The regional vote can also serve as a springboard to the Elysee Palace for politicians with presidential ambitions. Three candidates from the right – Xavier Bertrand, in Altos de Francia; Valérie Pécresse, in the Paris region; and Laurent Wauquiez in Auvergne-Rhône-Alpes – hope to be re-elected as presidents of their respective regions, which would increase their chances of winning the conservative presidential candidacy.
Although regional and departmental elections are held on the same day, all eyes will be on what happens in the regions, with less power than the autonomous communities in Spain, but with competences in matters of public transport, secondary education and territorial planning. .
“Danger to democracy”
One in two French people (51%) thinks that a victory by the National Regrouping in one or several regions would not be “a danger to democracy”, according to an Ifop poll published this week by ‘Le Journal du Dimanche’. At the time when his father, Jean-Marie Le Pen, led the National Front, 80% of the French considered him to be a threat to democracy.
The former Le Pen National Front leads the polls in the first round in six regions (Brittany, New Aquitaine, Occitania, Provence-Alpes-Côte d’Azur, Burgundy-Franche-Comté and Center Loire Valley) and aims to win the presidency of at least one of them. Where the far right has the best chance is Provence-Alpes-Côte d’Azur (PACA), in the southeast, which includes cities such as Nice and Marseille.

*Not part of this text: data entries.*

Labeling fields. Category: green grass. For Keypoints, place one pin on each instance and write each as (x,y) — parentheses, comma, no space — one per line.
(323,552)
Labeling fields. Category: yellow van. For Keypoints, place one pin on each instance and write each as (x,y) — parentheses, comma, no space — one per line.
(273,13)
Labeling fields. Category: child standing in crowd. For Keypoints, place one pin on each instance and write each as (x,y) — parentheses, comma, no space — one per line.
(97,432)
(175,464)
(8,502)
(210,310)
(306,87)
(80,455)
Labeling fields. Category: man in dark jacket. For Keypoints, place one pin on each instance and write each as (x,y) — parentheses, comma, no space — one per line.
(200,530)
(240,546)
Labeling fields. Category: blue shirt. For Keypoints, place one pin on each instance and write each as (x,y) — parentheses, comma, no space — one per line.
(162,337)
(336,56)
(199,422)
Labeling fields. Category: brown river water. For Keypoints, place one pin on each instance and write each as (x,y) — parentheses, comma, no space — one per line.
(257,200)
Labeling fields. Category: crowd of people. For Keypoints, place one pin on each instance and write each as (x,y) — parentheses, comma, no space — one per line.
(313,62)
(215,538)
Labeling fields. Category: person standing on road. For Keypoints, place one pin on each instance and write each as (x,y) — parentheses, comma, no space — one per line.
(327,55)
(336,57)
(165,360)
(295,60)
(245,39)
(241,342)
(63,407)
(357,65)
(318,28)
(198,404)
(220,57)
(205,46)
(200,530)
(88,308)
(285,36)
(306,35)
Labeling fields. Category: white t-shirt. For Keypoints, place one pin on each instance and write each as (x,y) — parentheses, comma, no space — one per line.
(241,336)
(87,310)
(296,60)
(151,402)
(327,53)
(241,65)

In previous elections, parties have tended to ally and form a “republican front” in the second round to prevent the far-right candidate from winning. For example, in the 2015 regionals, the National Front was individually the most voted in the first round (27.73% of the votes) and won in six regions, but failed to govern in any. It remains to be seen whether this Republican front remains standing or falls apart in these elections.

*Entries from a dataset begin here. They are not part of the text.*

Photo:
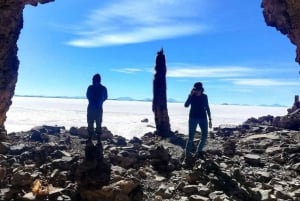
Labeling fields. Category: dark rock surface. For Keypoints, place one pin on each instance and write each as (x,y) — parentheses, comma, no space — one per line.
(252,161)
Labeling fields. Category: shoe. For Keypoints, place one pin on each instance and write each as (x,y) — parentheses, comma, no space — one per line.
(199,155)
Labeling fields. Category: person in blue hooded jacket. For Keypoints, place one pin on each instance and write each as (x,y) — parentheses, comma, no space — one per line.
(96,95)
(199,115)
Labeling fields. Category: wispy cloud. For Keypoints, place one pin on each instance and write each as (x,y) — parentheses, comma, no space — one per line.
(264,82)
(127,70)
(127,22)
(209,71)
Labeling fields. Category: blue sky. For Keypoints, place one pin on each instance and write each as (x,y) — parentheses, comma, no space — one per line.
(224,44)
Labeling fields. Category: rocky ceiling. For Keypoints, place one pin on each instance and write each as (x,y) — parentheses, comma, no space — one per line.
(282,14)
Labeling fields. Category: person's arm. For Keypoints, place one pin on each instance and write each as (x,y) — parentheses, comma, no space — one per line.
(104,94)
(188,101)
(208,112)
(88,92)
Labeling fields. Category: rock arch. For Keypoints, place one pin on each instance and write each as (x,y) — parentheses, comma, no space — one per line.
(282,14)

The ghost of a record abstention hovers over the polls
These regional elections scheduled for last March were postponed due to the pandemic. Despite the fact that in France it is no longer mandatory to wear a mask outdoors, voters will have to wear it to go to the polls. Hydroalcoholic gel will be available in schools and a distance of 1.50 meters must be maintained between voters, who will also be required to carry their own pen. Therefore, several polls predict a record abstention of about 60% in the first round. Generally, the Gauls are more encouraged to vote in the second.
Only the lists that have obtained at least 10% of the ballots will go to the final phase of these elections, although mergers are allowed between candidates that have obtained at least 5%.
Some 48 million citizens will be able to elect the 1,757 members of the assemblies of the thirteen regions and five overseas territories, as well as the 2,028 members of the interdepartmental hemicycles.